Superado el temor a la inestabilidad del país vecino en cuestiones de seguridad, asumido el temerario lema de «no tienen por qué condicionar nuestra forma de vida» o el más osado y grandilocuente del «no nos pondrán de rodillas», y con infinitas ganas de perder de vista el sainete político español, tomamos el vuelo a París-Orly, donde la placidez del tiempo y una soberbia lectura («Sofía o el origen de todas las cosas» del escritor sirio-alemán Rafik Schami, ya conocido y acreditado), disipan todas las dudas: estamos de viaje y vamos a intentar disfrutarlo. No se ven patrullas policiales ni controles extraordinarios en el aeropuerto de Orly aunque, sincerely, no podemos evitar miradas oblicuas a según qué indumentarias…

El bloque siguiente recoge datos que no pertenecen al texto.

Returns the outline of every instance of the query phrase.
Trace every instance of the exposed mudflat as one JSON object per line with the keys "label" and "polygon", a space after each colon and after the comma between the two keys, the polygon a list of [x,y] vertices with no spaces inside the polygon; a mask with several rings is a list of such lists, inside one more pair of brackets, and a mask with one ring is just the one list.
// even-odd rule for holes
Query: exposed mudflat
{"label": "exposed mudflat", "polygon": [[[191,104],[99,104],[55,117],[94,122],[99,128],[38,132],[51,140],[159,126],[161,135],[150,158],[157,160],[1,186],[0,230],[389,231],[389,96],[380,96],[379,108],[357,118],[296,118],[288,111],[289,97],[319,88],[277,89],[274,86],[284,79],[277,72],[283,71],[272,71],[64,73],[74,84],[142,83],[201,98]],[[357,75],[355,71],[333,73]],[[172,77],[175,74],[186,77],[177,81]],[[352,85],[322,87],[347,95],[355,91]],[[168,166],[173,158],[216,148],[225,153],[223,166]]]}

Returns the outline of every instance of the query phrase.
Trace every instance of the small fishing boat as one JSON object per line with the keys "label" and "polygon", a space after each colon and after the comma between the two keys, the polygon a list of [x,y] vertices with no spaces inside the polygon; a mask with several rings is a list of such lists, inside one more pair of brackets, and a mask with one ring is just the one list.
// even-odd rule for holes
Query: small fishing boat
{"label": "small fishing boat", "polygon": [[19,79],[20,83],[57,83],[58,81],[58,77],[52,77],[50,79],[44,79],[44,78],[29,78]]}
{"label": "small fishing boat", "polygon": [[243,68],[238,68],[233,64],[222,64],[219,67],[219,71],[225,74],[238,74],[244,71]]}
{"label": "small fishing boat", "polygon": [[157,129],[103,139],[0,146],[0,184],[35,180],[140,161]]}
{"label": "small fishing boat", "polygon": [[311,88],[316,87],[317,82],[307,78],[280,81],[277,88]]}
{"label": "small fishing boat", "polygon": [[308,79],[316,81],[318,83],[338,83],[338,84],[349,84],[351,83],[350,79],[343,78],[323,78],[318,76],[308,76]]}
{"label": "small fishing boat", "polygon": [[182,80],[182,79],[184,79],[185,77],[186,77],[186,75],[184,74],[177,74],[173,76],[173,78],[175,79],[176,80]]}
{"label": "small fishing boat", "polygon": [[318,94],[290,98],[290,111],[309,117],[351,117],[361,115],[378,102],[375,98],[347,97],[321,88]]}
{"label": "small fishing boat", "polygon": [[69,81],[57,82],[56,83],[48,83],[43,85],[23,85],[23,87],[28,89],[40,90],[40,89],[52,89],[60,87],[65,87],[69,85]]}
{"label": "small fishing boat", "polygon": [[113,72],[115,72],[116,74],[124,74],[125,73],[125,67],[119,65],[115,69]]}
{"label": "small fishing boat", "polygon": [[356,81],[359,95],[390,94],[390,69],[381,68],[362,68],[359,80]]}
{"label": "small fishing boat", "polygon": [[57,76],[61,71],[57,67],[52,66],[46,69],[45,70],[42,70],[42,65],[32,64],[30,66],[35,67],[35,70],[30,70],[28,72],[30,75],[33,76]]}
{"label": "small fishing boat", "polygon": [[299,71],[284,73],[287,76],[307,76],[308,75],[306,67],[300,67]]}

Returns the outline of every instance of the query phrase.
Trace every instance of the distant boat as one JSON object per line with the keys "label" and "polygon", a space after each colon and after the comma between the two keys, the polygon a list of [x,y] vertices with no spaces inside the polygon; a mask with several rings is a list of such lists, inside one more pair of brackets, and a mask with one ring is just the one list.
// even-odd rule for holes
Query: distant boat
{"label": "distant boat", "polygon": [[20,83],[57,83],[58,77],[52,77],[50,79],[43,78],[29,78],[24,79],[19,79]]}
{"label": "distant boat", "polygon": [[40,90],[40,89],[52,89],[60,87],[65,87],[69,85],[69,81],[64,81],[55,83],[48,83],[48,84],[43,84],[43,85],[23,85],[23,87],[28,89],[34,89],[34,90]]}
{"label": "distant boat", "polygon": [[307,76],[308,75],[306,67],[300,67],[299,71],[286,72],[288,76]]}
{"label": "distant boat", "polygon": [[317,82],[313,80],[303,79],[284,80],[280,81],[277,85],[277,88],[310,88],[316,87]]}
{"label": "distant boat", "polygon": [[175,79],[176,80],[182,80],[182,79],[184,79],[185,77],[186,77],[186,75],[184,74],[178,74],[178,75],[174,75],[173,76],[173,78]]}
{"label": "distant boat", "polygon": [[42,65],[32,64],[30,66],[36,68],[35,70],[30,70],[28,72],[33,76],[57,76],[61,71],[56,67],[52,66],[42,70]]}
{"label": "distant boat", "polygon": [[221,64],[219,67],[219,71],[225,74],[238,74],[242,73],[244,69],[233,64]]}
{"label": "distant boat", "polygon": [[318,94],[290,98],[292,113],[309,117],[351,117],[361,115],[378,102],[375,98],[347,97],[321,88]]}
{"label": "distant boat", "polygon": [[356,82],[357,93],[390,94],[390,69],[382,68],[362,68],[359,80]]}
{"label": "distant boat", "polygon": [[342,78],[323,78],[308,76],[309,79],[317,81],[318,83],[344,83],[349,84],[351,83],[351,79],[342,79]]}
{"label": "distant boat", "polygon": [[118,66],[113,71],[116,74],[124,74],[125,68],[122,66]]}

Salimos en tren de la estación de Bercy con destino a Auxerre, la capital de la Borgoña norte, ciudad provinciana con un precioso perfil (presidido por la imponente catedral de Saint Etienne) desde el río Yonne y la Torre del Reloj como principales (y únicas) atracciones urbanas de una ciudad que fue etapa clave en la vía romana que cruzaba la Galia, y que en los fines de semana (precisamente cuando llega la expedición menorquina: dos aguerridas hermanas mañas y dos viejos amigos reconvertidos en inocuos y resignados cuñados), se convierte en un decorado fantasmal, ¡vaya con el descanso dominical, cuán a pecho se lo toman los franceses! Nos cuesta Dios y ayuda poder cenar dignamente en la noche sabatina, con más de la mitad de los restaurantes cerrados y la otra mitad con sus fastuosos e insobornables horarios que como te despistes mínimamente te dejan compuesto y sin cena.
Quien más quien menos se comparó a esos desdichados turistas ingleses con sandalias y calcetines blancos que pasean por un desolado Mahón en domingo inclemente de otoño cuando, según Verlaine/TomeuGili, les sanglots longs des violons d'automne blessent mon coêur d'une langueur monotone (los largos sollozos de los violines de otoño, hieren mi corazón de una extraña congoja sin fin)… Menos mal que en el domingo en el muelle del Yonne sí pude dar cuenta de mi primer déjeneur típicamente francés, una imponente y sabrosa andouillette (una especie de embutido repleto de aromáticos intestinos, cuya ingesta me granjeó ostentosos gestos de repugnancia, asumidos a modo de inventario por quien acostumbra a probar todas las especialidades de un país, a excepción de escarabajos y cucarachas).
Cerca de Auxerre, es imprescindible una visita a Chablis, emporio de los patés (Charcutería de Monsieur Marc Collin, una tentación irresistible), y sobre todo del vino blanco del que se ofrecen (en Chez Defaix, por ejemplo) unas singulares catas en las que uno intenta poner cara de entendido, convencido por otra parte de que tus comentarios te dejan en evidencia ante la apabullante sapiencia de los nativos. A los convencidos de que el vino blanco debe ser siempre joven se le caerán los anillos al degustar magníficos blancos de viejas reservas, llenos de matices.
Nos dirigimos a Vezelay, cuya basílica se impone sobre el horizonte. Se trata de la iglesia románica más grande de Francia y su interior es un prodigio de monumentalidad. Aquí empieza la Vía Lemovicensis que lleva a Santiago de Compostela, ruta jacobea nacida en el siglo XII. La empinada cuesta que lleva a la basílica es una calle deliciosa repleta de pequeños comercios e interesantes, aunque diminutas, librerías… Cerca de Vezelay no hay que perderse una visita a un pueblecito medieval amurallado y rodeado de bosques, Noyers sur Serein, cuyos edificios de madera están coronados con unos techos escamosos y constituyen, con sus calles con arcadas que cobijan comercios de artesanía, un bello modelo de arquitectura borgoñona. La villa nos recibe con tal calma chicha que nos llegamos a preguntar si está habitada o estamos en otra ciudad fantasma o si está todo el mundo amedrentado por los últimos sucesos. Superada la perplejidad, vuelve a invadirnos esa impagable sensación de paz, increíble al venir del agobiante agosto menorquín, la alucinante posibilidad de practicar un turismo, no sin turistas como dice Gabilondo, sino la más peculiar de deambular sin nativos del lugar. Ya que en Menorca repensamos tanto, quizá podríamos considerar la posibilidad de irnos todos de la Isla durante la quincena central (excepto camareros, cocineros, taxistas, socorristas y artistas plásticos).